= Colin Dollery =

British pharmacologist (1931–2020)

Sir Colin Terence Dollery (14 March 1931 – 12 December 2020) was a clinical pharmacologist who spent much of his life working for SmithKline Beecham and its successor, Glaxo Smith Kline. He was knighted in the Queen's 1987 birthday honours. He was an honorary fellow of the British Pharmacological Society and a fellow of the Academy of Medical Sciences.

== Biography ==
After graduating in medicine from the University of Birmingham in 1956, Dollery specialized in clinical pharmacology.
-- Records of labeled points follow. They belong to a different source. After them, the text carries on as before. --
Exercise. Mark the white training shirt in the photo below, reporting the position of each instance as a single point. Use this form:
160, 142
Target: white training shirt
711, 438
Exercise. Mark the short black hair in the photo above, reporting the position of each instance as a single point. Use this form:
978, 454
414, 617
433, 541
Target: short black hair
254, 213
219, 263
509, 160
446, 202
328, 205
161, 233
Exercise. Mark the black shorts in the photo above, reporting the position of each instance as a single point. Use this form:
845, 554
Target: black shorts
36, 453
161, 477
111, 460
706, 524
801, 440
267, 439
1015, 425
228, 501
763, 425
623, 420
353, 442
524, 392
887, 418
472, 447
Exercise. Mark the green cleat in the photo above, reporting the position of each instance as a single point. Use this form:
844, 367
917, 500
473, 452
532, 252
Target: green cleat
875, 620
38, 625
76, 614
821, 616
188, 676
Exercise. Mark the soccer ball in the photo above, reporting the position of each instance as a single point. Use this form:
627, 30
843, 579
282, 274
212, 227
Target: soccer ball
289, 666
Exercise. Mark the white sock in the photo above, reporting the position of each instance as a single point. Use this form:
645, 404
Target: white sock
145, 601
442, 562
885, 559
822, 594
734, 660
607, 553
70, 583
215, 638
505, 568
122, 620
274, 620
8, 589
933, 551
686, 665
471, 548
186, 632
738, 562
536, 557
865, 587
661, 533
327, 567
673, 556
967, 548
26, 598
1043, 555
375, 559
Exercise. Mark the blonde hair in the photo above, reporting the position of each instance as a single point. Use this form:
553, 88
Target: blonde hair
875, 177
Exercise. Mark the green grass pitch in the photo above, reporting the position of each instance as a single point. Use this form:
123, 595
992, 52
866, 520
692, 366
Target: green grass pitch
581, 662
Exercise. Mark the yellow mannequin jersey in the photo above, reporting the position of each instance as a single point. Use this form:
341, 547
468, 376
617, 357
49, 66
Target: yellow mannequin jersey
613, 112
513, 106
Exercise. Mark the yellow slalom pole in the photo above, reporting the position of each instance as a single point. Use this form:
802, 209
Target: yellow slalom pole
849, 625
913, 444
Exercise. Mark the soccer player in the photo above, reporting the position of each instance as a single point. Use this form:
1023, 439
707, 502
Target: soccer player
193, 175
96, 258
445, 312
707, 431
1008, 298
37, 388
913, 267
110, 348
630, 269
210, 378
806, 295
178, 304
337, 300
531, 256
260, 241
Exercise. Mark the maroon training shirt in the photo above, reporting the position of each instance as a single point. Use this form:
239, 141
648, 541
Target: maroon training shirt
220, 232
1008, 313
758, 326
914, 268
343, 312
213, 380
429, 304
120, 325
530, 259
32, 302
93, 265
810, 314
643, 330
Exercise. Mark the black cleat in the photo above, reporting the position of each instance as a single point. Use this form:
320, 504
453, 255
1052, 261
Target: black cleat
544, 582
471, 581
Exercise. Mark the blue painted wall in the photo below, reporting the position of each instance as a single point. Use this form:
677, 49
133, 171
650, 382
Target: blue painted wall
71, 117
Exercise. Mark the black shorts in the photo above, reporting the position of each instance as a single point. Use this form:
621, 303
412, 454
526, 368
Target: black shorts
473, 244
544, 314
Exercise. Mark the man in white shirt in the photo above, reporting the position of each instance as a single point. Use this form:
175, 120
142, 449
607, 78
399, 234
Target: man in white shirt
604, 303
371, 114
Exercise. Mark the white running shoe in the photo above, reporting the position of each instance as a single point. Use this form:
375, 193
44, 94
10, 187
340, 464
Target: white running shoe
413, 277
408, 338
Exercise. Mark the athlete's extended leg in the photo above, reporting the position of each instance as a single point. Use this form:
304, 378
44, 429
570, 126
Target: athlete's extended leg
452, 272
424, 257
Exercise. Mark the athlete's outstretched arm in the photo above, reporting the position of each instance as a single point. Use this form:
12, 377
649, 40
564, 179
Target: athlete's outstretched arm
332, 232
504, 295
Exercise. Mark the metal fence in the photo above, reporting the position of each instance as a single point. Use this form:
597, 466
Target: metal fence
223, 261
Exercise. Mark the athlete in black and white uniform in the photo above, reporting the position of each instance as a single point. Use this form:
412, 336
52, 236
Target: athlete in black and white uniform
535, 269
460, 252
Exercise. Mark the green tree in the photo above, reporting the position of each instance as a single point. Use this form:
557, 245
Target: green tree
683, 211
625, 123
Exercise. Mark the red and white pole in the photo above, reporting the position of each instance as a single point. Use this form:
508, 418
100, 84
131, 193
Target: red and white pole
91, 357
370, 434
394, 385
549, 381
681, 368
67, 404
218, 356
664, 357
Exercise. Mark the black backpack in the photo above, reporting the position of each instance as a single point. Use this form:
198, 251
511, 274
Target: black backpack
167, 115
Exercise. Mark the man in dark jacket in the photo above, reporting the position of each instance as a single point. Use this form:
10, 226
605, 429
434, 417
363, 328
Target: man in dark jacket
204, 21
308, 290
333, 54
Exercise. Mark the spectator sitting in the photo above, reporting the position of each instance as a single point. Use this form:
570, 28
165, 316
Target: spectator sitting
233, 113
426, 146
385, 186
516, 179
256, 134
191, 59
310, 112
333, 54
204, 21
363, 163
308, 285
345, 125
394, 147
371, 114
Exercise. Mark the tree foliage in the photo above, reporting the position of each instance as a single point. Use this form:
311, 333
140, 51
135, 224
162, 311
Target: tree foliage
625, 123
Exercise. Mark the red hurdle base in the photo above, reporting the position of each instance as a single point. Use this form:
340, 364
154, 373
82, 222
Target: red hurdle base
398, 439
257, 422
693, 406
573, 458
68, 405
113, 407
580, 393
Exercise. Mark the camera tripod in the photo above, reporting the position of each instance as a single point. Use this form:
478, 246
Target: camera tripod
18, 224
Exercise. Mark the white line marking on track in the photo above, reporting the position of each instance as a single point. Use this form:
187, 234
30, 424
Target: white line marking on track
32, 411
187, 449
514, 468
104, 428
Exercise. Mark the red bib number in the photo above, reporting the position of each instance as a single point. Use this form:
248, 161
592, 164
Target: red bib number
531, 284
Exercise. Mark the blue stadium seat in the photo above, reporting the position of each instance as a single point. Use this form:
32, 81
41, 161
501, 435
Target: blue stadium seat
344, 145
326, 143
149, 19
He was appointed as a lecturer in therapeutics at the Royal Postgraduate Medical School, London, in 1963 and was promoted to Professor of Clinical Pharmacology in 1968. Throughout his career, he held several notable positions:
- Founding Chairman of the Clinical Pharmacology Section of the British Pharmacological Society (1975–1975)
- Chair of the Clinical Section of the International Union of Pharmacology (IUPHAR; 1975–1978)
- President of the IUPHAR (1987–1990).

He received many awards including the Wellcome Gold Medal awarded by the British Pharmacological Society. His work led to major advances in cardiovascular pharmacology including work with the Nobel Laureate, Sir James Black concerning beta blockers. Dollery spent time in both academia and industry (SmithKline Beecham and then GSK post the merger). He was also active within IUPHAR, where he was part of the clinical translational pharmacology group of the Nomenclature Committee.

His fields of interest included hypertension and drug safety.

In 1993, he delivered the Harveian Oration.

==Books==
Books authored or edited include:
- Dollery, Colin T. (1978). "The end of an age of optimism : medical science in retrospect and prospect"
- Dollery, Colin (1999). "Therapeutic drugs"
- Dollery, Colin (1996). "Informatics in undergraduate medical and dental curricula."